Teknologi Informasi muncul sebagai aplikasi ilmu pengetahuan yang tidak berbatas. Ia mendekatkan jarak antar manusia dan membawa manusia pada manisnya komunikasi global. Bersama dengan itu, perangkat-perangkat peradaban seperti bahasa, kebudayaan dan teknologi turut dipaketkan dalam bentuk-bentuk digital.
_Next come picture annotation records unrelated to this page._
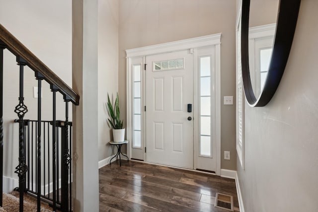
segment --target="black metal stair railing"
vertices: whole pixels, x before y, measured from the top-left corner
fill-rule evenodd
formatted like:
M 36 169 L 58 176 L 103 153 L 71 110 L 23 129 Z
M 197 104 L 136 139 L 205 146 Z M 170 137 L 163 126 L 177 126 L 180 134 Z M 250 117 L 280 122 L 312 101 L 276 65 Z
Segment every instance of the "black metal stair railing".
M 19 120 L 16 119 L 15 122 L 19 123 Z M 37 194 L 40 190 L 41 200 L 48 203 L 54 211 L 57 209 L 70 211 L 72 175 L 71 166 L 67 165 L 71 161 L 72 123 L 63 121 L 41 121 L 43 146 L 40 156 L 40 184 L 37 178 L 38 125 L 36 120 L 25 120 L 23 123 L 25 163 L 28 171 L 23 191 L 37 198 Z M 66 155 L 68 156 L 67 161 L 64 160 Z M 66 173 L 64 172 L 65 170 Z
M 0 207 L 2 207 L 3 201 L 3 74 L 5 49 L 16 56 L 19 67 L 18 103 L 14 109 L 18 118 L 15 122 L 19 124 L 19 139 L 17 141 L 19 144 L 18 164 L 14 172 L 19 178 L 17 190 L 19 192 L 19 211 L 23 211 L 24 194 L 37 198 L 37 212 L 41 211 L 41 201 L 48 203 L 53 211 L 72 211 L 72 122 L 69 121 L 69 102 L 78 105 L 80 96 L 1 24 Z M 37 120 L 24 119 L 28 110 L 35 110 L 28 108 L 24 103 L 23 76 L 25 66 L 34 71 L 38 82 Z M 52 118 L 49 121 L 41 119 L 43 80 L 50 85 L 53 96 Z M 65 121 L 56 121 L 57 92 L 63 96 L 65 102 Z

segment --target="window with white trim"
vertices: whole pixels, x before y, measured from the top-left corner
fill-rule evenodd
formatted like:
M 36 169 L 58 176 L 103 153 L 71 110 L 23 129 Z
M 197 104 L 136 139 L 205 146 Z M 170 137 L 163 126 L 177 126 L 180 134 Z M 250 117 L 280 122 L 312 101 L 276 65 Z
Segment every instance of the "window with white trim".
M 141 148 L 141 64 L 132 65 L 133 147 Z
M 237 27 L 237 152 L 243 169 L 244 166 L 244 102 L 245 96 L 242 77 L 240 48 L 241 11 L 238 18 Z
M 211 156 L 211 56 L 200 57 L 200 155 Z

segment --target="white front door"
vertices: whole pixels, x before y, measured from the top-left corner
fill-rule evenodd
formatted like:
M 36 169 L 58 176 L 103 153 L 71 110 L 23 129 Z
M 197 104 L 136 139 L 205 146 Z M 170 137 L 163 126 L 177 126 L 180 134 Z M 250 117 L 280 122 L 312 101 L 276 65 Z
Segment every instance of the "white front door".
M 193 169 L 193 55 L 184 50 L 146 61 L 146 160 Z

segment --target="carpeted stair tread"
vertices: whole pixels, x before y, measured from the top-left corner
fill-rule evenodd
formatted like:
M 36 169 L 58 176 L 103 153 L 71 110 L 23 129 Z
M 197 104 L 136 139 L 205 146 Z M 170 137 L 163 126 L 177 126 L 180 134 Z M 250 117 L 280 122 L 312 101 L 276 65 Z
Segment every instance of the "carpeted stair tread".
M 0 208 L 0 212 L 19 212 L 19 192 L 13 191 L 10 194 L 3 193 L 2 208 Z M 23 197 L 23 211 L 24 212 L 36 212 L 36 199 L 27 195 Z M 52 209 L 47 204 L 41 203 L 41 211 L 42 212 L 52 212 Z

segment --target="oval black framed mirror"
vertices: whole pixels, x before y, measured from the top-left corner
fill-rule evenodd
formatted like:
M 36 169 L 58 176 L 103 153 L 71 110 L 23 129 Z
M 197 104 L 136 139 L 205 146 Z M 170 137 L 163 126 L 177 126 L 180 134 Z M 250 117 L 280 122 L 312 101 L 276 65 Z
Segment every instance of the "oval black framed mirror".
M 260 75 L 257 76 L 259 78 L 262 78 L 258 80 L 262 81 L 259 83 L 259 85 L 255 85 L 255 82 L 251 80 L 251 75 L 253 73 L 250 74 L 250 70 L 249 23 L 251 0 L 266 2 L 266 0 L 242 0 L 242 1 L 240 35 L 242 76 L 245 97 L 249 106 L 262 107 L 266 105 L 274 95 L 284 73 L 293 42 L 301 0 L 280 0 L 278 3 L 276 22 L 274 24 L 275 28 L 273 32 L 273 45 L 270 53 L 269 53 L 268 51 L 264 51 L 267 55 L 265 60 L 268 61 L 268 68 L 266 76 L 262 77 Z M 253 71 L 251 72 L 253 73 Z M 255 77 L 255 76 L 252 76 Z

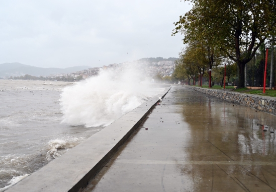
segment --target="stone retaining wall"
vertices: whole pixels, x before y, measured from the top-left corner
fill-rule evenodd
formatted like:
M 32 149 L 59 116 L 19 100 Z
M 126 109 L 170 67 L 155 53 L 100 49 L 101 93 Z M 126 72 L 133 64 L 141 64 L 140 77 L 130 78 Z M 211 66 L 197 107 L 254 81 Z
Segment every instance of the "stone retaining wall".
M 276 115 L 276 98 L 220 90 L 185 86 L 220 99 Z

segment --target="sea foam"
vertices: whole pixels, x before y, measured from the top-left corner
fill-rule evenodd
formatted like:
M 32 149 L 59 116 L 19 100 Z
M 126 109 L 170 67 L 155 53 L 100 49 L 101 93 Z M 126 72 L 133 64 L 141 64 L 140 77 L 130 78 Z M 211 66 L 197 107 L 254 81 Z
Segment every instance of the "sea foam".
M 164 89 L 152 88 L 137 69 L 102 70 L 98 75 L 66 87 L 60 97 L 62 123 L 106 126 Z

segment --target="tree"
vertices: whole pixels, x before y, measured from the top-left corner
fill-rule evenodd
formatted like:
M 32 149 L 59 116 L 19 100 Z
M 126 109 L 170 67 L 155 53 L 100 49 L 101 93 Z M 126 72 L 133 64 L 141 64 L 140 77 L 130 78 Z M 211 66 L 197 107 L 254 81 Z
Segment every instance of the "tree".
M 273 0 L 184 0 L 194 3 L 175 23 L 173 34 L 184 43 L 200 37 L 213 41 L 239 67 L 238 87 L 244 87 L 245 66 L 258 48 L 273 35 L 276 12 Z
M 224 80 L 224 78 L 225 78 L 225 80 L 226 77 L 228 78 L 227 79 L 227 86 L 228 86 L 228 83 L 229 82 L 229 79 L 231 77 L 234 76 L 236 74 L 236 64 L 228 64 L 226 65 L 226 76 L 224 76 L 224 70 L 225 70 L 225 67 L 221 66 L 220 67 L 220 73 L 223 76 L 222 78 L 222 80 L 221 81 L 221 87 L 222 87 L 222 85 L 223 84 L 223 81 Z

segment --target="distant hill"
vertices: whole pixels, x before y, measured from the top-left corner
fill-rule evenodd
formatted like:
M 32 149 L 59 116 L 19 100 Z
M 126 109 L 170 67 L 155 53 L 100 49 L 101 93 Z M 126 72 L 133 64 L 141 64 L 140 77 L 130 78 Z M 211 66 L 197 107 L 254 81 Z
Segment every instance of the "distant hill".
M 20 76 L 28 74 L 33 76 L 48 76 L 51 74 L 71 73 L 87 69 L 89 66 L 76 66 L 65 68 L 38 67 L 19 63 L 0 64 L 0 77 Z
M 150 63 L 152 63 L 153 62 L 163 62 L 166 61 L 172 61 L 174 62 L 176 60 L 177 60 L 178 58 L 169 58 L 168 59 L 164 59 L 161 57 L 158 58 L 142 58 L 140 59 L 139 60 L 137 60 L 138 62 L 148 62 Z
Dalam dunia digital, ruang informasi tidak dibatasi oleh bentuk tiga dimensi. Pengungkapan sebuah gagasan dan pemikiran dapat pula menyertakan serangkaian petunjuk multidimensi ke arah perluasan sebuah pendapat, yang bisa ditanggapi atapun diabaikan. Struktur teks harus dibayangkan sebagai sebuah model molekuler yang kompleks. Potongan-potongan informasi harus ditata ulang, kalimat diperluas, dan kata-kata harus diberi penjelasan saat itu juga. Dan hubungan-hubungan ini bisa dirangkai pada saat “terbitnya” informasi itu ataupun oleh pembaca pada waktu-waktu yang akan datang. (Negroponte, 1996)

Paket-paket ini ditransmisikan melalui jaringan kabel dan udara bebas ke seluruh pelosok dunia. Infomasi lantas menjadi suatu hal yang tidak dapat dibendung karena dapat diakses oleh siapa saja. Dunia seperti dilipat karena dekatnya jarak antar manusia saat ini. Paket-paket ini juga ditransformasikan ke dalam bentuk-bentuk lokal. Informasi yang didapatkan dari satu sisi dunia akan segera diterjemahkan sehingga dapat ditangkap dengan mudah oleh masyarakat sisi yang lainnya.
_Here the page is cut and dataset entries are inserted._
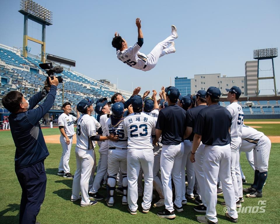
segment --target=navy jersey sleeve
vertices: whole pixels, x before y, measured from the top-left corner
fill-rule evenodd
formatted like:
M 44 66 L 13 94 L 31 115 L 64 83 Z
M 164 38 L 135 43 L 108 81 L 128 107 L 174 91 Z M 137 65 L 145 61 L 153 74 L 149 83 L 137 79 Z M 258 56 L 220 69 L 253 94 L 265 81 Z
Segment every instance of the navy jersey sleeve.
M 197 119 L 194 126 L 193 132 L 200 135 L 202 135 L 204 127 L 205 118 L 200 113 L 198 114 Z
M 29 110 L 27 111 L 27 116 L 30 123 L 34 126 L 36 125 L 40 120 L 52 108 L 55 98 L 56 89 L 57 87 L 55 85 L 51 85 L 50 91 L 49 92 L 47 98 L 46 98 L 45 102 L 36 109 Z M 37 95 L 38 95 L 36 96 Z M 30 100 L 32 99 L 31 101 L 32 102 L 32 105 L 36 102 L 35 100 L 38 100 L 39 99 L 41 99 L 41 98 L 40 97 L 41 97 L 42 96 L 41 95 L 38 94 L 36 94 L 34 96 L 36 96 L 34 99 L 32 99 L 34 97 L 30 98 Z M 38 102 L 39 102 L 40 100 Z M 31 107 L 31 102 L 29 102 L 29 104 L 30 104 L 30 106 Z M 33 107 L 34 108 L 35 106 L 34 106 Z
M 164 115 L 161 111 L 160 111 L 158 117 L 158 121 L 155 125 L 155 128 L 159 130 L 162 130 L 164 129 L 164 120 L 165 117 Z

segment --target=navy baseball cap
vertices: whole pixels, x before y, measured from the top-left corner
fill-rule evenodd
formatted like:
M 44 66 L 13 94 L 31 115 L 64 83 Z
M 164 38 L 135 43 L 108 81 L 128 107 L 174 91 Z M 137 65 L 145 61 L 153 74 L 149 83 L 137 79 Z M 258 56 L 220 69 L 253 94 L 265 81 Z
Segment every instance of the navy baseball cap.
M 95 112 L 98 114 L 102 113 L 102 109 L 103 107 L 107 104 L 107 101 L 105 100 L 103 103 L 97 103 L 95 106 Z
M 218 99 L 221 96 L 221 91 L 217 87 L 210 86 L 207 90 L 206 94 L 214 98 Z
M 154 100 L 148 98 L 144 101 L 144 109 L 146 111 L 151 111 L 154 108 Z
M 77 104 L 77 109 L 79 112 L 83 113 L 94 102 L 93 100 L 90 99 L 83 99 Z
M 196 97 L 197 97 L 205 99 L 206 97 L 206 91 L 205 90 L 199 90 L 196 94 Z
M 169 99 L 172 101 L 177 100 L 180 95 L 180 92 L 178 89 L 174 86 L 171 86 L 167 90 L 166 95 Z
M 131 98 L 131 104 L 134 108 L 138 109 L 141 108 L 143 106 L 142 97 L 139 95 L 134 95 Z
M 225 90 L 228 92 L 230 92 L 232 93 L 235 93 L 238 97 L 241 94 L 241 90 L 240 89 L 239 87 L 235 86 L 235 85 L 232 86 L 230 89 L 226 89 Z

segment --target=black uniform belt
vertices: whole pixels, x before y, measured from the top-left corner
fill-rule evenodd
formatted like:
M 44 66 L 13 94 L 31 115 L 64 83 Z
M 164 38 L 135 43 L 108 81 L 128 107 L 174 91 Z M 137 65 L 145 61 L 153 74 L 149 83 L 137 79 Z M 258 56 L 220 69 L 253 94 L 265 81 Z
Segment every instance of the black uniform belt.
M 109 147 L 109 149 L 116 149 L 116 147 Z M 127 149 L 126 148 L 122 148 L 122 149 Z

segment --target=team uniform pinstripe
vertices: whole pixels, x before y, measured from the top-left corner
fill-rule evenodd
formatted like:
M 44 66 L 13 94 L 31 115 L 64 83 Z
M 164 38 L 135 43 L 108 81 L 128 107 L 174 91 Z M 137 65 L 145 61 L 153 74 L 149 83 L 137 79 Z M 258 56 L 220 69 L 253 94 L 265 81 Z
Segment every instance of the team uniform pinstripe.
M 67 115 L 63 113 L 58 117 L 58 126 L 62 126 L 66 135 L 69 137 L 70 144 L 67 144 L 65 137 L 61 133 L 60 141 L 62 147 L 62 154 L 58 167 L 58 172 L 64 171 L 65 173 L 70 172 L 69 162 L 70 158 L 71 147 L 73 141 L 73 136 L 75 134 L 74 123 L 77 118 L 71 114 Z

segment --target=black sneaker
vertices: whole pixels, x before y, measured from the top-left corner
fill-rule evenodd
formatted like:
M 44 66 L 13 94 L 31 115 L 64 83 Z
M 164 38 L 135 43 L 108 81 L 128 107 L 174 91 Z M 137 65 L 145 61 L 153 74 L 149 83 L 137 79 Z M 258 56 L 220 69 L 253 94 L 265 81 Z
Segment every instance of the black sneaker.
M 217 188 L 217 194 L 218 195 L 221 195 L 223 194 L 223 189 L 220 188 Z
M 74 175 L 72 175 L 71 173 L 67 173 L 63 175 L 63 177 L 65 177 L 66 178 L 72 178 L 74 177 Z
M 201 205 L 198 205 L 193 207 L 193 209 L 195 211 L 198 211 L 199 212 L 206 212 L 206 207 L 202 204 Z
M 171 219 L 174 218 L 176 217 L 174 211 L 172 211 L 170 212 L 166 209 L 164 209 L 162 211 L 158 212 L 157 213 L 157 215 L 161 218 Z
M 175 204 L 173 204 L 173 207 L 176 209 L 176 211 L 178 212 L 181 212 L 183 211 L 184 211 L 184 210 L 183 209 L 183 206 L 179 207 L 176 206 Z
M 196 202 L 200 205 L 203 204 L 203 203 L 202 203 L 202 201 L 199 199 L 199 197 L 197 197 L 195 198 L 195 202 Z
M 64 175 L 64 171 L 62 170 L 62 171 L 59 171 L 57 173 L 57 175 L 59 175 L 60 176 Z
M 251 192 L 253 192 L 254 191 L 256 191 L 256 189 L 253 188 L 252 187 L 250 187 L 248 188 L 243 188 L 243 191 L 244 192 L 247 192 L 247 193 L 251 193 Z
M 197 194 L 197 192 L 196 192 L 196 190 L 194 190 L 192 193 L 193 193 L 193 196 L 195 197 L 198 197 L 199 196 L 198 194 Z
M 94 205 L 96 204 L 97 204 L 97 202 L 96 201 L 91 201 L 88 204 L 81 204 L 81 207 L 85 207 L 86 206 L 88 206 L 89 205 Z
M 238 219 L 237 218 L 232 218 L 227 212 L 225 214 L 225 216 L 228 218 L 230 218 L 230 221 L 232 223 L 237 223 L 238 221 Z
M 137 211 L 132 211 L 131 210 L 130 210 L 130 209 L 129 209 L 129 208 L 127 209 L 127 210 L 129 211 L 129 213 L 130 213 L 131 215 L 136 215 L 136 214 L 137 214 Z
M 89 196 L 90 199 L 91 200 L 94 199 L 94 200 L 99 200 L 104 199 L 104 197 L 98 194 L 98 192 L 96 192 L 96 193 L 89 192 L 88 196 Z

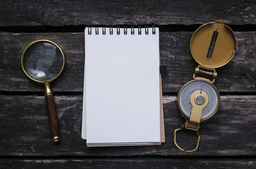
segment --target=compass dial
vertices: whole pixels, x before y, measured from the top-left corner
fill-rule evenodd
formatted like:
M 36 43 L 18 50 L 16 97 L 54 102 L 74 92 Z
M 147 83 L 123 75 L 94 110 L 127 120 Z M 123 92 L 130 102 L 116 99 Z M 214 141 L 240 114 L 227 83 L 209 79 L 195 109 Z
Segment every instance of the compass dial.
M 196 91 L 204 91 L 209 97 L 207 105 L 203 109 L 201 119 L 209 117 L 218 108 L 220 96 L 218 92 L 211 83 L 204 80 L 192 80 L 184 85 L 180 90 L 178 95 L 178 104 L 182 114 L 187 118 L 191 115 L 192 105 L 190 103 L 190 97 Z M 195 101 L 200 103 L 203 98 L 198 96 Z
Informasi ini juga adalah komoditas yang mendukung industri baru dengan sekian banyak jumlah tenaga kerja kreatif yang terlibat. Karena sifatnya yang tidak berbatas, Teknologi Informasi bebas ditransmisikan kemana saja dan ditransformasikan dalam bentuk apa saja

Transisi dari zaman industri ke dalam zaman pasca-industri atau era informasi telah merupakan bahan perbincangan sejak lama sehingga kita tidak menengarai apabila kita ternyata telah melewatinya. Zaman industri adalah zaman atom yang telah memberikan kepada kita pengertian tentang produksi massal, dengan perekonomian yang dibangun dari pabrikasi yang seragam dan berulang-ulang oleh setiap orang yang memiliki ruang dan waktu. Era informasi, era komputer, menunjukkan kepada kita skala ekonomi yang sama, tapi tidak dibatasi oleh ruang dan waktu. Pabrikasi bit bisa terjadi dimana saja, setiap saat dan, sebagai contoh, bergerak dari bursa saham New York, London dan Tokyo seolah mereka bertiga adalah mesin yang berdekatan. (Negroponte, 1996)
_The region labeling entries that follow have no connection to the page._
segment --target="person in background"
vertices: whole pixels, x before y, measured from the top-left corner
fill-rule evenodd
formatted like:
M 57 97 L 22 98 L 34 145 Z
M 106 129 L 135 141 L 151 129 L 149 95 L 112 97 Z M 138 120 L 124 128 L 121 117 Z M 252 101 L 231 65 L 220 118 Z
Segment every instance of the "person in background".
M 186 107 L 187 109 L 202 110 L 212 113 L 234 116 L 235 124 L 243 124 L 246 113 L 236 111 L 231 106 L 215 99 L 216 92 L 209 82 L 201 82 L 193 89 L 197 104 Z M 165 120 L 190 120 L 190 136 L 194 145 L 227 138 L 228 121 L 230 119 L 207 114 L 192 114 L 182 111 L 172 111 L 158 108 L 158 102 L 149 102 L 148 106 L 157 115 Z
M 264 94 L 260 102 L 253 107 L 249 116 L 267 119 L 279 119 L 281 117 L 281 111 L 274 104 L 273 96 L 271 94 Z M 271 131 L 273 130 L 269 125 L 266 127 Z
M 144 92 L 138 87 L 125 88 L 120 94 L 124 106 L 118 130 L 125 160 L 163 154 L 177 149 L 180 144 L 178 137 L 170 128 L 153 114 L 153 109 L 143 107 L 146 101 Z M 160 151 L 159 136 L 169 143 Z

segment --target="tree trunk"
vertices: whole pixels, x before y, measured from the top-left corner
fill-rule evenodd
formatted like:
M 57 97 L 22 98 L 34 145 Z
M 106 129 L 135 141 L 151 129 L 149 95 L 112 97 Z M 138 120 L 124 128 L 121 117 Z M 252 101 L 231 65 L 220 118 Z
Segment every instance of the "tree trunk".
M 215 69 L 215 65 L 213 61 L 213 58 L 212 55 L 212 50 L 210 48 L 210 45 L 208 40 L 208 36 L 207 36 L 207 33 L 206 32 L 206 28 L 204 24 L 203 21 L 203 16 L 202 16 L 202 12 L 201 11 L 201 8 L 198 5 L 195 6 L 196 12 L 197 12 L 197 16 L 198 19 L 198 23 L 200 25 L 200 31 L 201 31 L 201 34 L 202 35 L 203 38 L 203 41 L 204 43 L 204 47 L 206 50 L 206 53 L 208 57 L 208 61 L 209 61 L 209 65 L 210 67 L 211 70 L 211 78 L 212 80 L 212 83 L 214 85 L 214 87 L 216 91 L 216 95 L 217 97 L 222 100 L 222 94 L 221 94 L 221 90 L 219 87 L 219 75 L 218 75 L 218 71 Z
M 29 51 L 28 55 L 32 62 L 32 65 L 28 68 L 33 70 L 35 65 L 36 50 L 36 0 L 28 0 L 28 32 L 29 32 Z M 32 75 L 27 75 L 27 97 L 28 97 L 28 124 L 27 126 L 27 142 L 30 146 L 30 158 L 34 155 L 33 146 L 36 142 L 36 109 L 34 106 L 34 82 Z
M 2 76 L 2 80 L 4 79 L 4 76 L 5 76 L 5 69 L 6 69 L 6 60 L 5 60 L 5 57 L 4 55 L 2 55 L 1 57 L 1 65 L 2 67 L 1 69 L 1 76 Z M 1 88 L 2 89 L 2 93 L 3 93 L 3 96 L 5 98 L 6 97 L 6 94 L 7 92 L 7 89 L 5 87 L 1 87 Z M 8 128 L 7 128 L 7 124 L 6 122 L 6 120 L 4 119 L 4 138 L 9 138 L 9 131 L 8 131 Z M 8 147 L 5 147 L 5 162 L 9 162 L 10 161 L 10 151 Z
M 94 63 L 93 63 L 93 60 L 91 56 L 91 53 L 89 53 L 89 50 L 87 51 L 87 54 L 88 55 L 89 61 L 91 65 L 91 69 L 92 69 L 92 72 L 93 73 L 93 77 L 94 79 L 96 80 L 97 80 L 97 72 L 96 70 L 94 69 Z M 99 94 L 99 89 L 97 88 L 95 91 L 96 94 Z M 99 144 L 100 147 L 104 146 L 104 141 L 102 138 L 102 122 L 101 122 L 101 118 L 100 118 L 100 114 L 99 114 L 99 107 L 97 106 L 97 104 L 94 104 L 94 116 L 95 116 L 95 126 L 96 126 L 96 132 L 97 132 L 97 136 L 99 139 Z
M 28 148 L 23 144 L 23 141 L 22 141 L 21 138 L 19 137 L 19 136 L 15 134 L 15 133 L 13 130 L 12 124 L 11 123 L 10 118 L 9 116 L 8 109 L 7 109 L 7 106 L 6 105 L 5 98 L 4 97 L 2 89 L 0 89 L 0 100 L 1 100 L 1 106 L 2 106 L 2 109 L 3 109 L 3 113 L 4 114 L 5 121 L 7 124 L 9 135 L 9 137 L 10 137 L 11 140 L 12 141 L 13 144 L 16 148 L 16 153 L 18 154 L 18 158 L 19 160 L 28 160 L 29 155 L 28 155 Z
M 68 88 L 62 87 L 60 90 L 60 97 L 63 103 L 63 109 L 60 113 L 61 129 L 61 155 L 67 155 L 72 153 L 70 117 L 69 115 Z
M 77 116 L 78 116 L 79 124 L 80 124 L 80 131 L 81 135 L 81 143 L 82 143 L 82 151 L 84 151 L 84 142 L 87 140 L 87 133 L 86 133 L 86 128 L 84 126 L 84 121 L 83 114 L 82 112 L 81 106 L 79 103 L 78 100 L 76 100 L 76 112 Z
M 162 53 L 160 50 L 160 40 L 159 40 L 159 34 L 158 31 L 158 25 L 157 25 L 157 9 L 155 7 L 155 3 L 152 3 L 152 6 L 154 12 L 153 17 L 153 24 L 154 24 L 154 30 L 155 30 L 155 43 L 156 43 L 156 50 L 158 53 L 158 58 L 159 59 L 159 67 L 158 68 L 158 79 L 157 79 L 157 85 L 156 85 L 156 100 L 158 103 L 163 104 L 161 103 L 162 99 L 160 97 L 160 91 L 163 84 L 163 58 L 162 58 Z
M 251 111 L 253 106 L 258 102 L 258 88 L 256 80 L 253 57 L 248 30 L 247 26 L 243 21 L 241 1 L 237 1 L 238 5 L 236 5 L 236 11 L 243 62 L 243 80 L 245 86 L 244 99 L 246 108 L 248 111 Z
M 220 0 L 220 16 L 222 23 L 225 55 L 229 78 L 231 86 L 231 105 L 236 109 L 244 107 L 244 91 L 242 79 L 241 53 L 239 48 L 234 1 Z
Teknologi Informasi tidak hanya meliputi segala sesuatu yang berhubungan dengan komputer dan sistem informasi yang menjadi antarmukanya (interface) tetapi juga teknologi jaringan yang menghubungkan komputer-komputer di seluruh dunia. Melalui gerbang (gateway) yang ada di masing-masing negara, jaringan ini terjalin menjadi kesatuan yang disebut Wold Wide Web (WWW). Keterhubungan secara fisik inilah yang menjadikan ketiadaan batas ruang dan waktu seperti dikatakan oleh Nicholas Negroponte, pendiri Media Lab Massachussets Institute of Technology (MIT), terwujud.

Menjamurnya industri perangkat lunak (software) dan perangkat keras (hardware) telah mendaulat Teknologi Informasi sebagai salah satu pemimpin pasar industri dunia diantara minyak bumi, food and beverages, hiburan, media massa dan sebagainya. Perkembangan yang mengarah pada kapitalisme dan persaingan tidak sehat (monopoli) ini menimbulkan antitesis di sebagian kalangan yang merasa tidak puas. Kalangan ini berpendapat, sebagai sebuah revolusi ilmu pengetahuan, Teknologi Informasi tidak seharusnya menjadi milik sebagian orang yang mempunyai modal (capital) saja. Mereka kemudian meluncurkan terminologi Open Source sebagai sarana mengaktualisasikan ekspresi ini.

Pendidikan adalah pihak yang juga memproklamirkan diri menjadi milik setiap lapisan masyarakat sehingga negara wajib memberi fasilitas dan akses kepadanya. Kedua elemen ini akan menjadi sebuah kekuatan baru apabila penyatuannya diberi arah yang benar. Penentuan arah inilah yang mendasari perlunya dilibatkan nilai-nilai agama dalam implementasinya.